At a meeting in Beijing with a top official from North Korea's Workers' Party, Chinese President Hu Jintao reiterated his interest in maintaining close ties between the two countries. "We will carry on this tradition... boost strategic communication and coordination on key international issues and work for peace and stability on the Korean peninsula," state television quoted him as saying, according to the BBC.

The day before, while speaking with Kim Yong-il, the Korean Workers' Party director of international affairs, Chinese State Councillor Dai Bingguo called the alliance between the two countries a "precious treasure" and said China wanted to take their "friendly cooperation to new heights," according to Reuters. Mr. Dai also said that he expected North Korea under Kim Jong-un to "constantly score new successes in building a strong and prosperous country."

Because of their close ties, China is considered the country with the most sway in North Korea, and it has made concerted calls for calm on the Korean Peninsula, but to little noticeable effect.
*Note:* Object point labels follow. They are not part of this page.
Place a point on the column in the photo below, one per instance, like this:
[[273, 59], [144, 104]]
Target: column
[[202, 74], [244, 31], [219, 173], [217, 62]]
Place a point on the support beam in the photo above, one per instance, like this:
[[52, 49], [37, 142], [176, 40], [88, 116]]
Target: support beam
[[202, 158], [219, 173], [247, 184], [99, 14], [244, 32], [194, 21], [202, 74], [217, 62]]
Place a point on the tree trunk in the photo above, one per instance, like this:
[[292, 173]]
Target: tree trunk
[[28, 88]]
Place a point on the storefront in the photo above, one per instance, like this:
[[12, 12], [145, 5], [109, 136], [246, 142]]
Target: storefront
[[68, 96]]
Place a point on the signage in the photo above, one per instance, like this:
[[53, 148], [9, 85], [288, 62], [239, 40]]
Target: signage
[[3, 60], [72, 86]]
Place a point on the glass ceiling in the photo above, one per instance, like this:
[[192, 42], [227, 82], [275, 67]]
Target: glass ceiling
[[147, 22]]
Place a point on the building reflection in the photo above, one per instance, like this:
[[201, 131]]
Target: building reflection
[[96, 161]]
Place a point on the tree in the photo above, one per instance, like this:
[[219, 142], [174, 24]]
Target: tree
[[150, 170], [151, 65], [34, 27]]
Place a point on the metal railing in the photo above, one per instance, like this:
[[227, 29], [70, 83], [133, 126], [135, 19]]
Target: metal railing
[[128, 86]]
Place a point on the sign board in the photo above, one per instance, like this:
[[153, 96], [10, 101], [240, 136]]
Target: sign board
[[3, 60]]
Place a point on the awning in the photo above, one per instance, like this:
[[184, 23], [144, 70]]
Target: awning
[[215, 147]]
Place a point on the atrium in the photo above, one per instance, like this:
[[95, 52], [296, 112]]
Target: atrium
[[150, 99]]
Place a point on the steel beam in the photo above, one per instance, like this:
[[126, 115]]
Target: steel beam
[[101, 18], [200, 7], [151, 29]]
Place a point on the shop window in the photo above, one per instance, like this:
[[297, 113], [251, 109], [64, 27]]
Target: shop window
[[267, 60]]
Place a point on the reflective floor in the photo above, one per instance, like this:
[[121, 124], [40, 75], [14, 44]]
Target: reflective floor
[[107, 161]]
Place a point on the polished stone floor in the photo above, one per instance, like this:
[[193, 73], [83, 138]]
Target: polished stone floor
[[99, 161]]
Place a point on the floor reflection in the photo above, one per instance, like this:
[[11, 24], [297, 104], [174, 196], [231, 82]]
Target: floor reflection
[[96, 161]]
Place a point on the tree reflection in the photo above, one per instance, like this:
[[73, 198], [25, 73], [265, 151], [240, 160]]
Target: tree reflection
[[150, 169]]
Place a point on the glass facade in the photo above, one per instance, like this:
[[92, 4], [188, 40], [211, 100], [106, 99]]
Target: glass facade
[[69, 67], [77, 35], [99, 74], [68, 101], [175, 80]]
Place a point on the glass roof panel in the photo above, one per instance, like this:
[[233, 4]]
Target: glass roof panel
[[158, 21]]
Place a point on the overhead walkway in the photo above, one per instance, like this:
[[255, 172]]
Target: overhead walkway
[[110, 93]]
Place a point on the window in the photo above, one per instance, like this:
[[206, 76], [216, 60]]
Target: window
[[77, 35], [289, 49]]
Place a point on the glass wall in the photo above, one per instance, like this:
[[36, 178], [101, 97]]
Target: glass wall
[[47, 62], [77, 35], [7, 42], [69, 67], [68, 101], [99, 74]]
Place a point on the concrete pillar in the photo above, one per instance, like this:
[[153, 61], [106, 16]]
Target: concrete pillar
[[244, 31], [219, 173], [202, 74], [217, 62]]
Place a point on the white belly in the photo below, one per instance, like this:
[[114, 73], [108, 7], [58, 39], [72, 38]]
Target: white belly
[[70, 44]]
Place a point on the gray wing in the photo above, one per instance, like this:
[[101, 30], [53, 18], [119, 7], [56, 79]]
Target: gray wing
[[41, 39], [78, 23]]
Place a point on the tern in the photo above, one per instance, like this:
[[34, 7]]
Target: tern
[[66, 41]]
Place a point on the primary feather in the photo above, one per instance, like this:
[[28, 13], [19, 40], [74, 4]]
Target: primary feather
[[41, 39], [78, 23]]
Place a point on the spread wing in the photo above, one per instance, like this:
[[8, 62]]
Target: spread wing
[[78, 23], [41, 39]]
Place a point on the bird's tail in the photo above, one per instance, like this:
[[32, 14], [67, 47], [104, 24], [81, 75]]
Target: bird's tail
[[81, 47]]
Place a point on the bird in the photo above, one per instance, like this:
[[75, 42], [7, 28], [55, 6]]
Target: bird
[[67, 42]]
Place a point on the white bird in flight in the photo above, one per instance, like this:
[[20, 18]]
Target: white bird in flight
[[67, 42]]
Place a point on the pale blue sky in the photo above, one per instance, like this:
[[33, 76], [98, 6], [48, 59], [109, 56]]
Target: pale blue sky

Yesterday North Korea said it would "soon" take "unprecedented" action against the South Korean government and "reduce its target to ashes." It called for the death of the South Korean president at a rally last week, BBC reports.

But there is also concern in the international community, based on evidence that a Chinese company sold North Korea hardware used to transport missiles, that China is lax in its enforcement of sanctions intended to prevent North Korea from obtaining military and nuclear weapon equipment, The Wall Street Journal reports.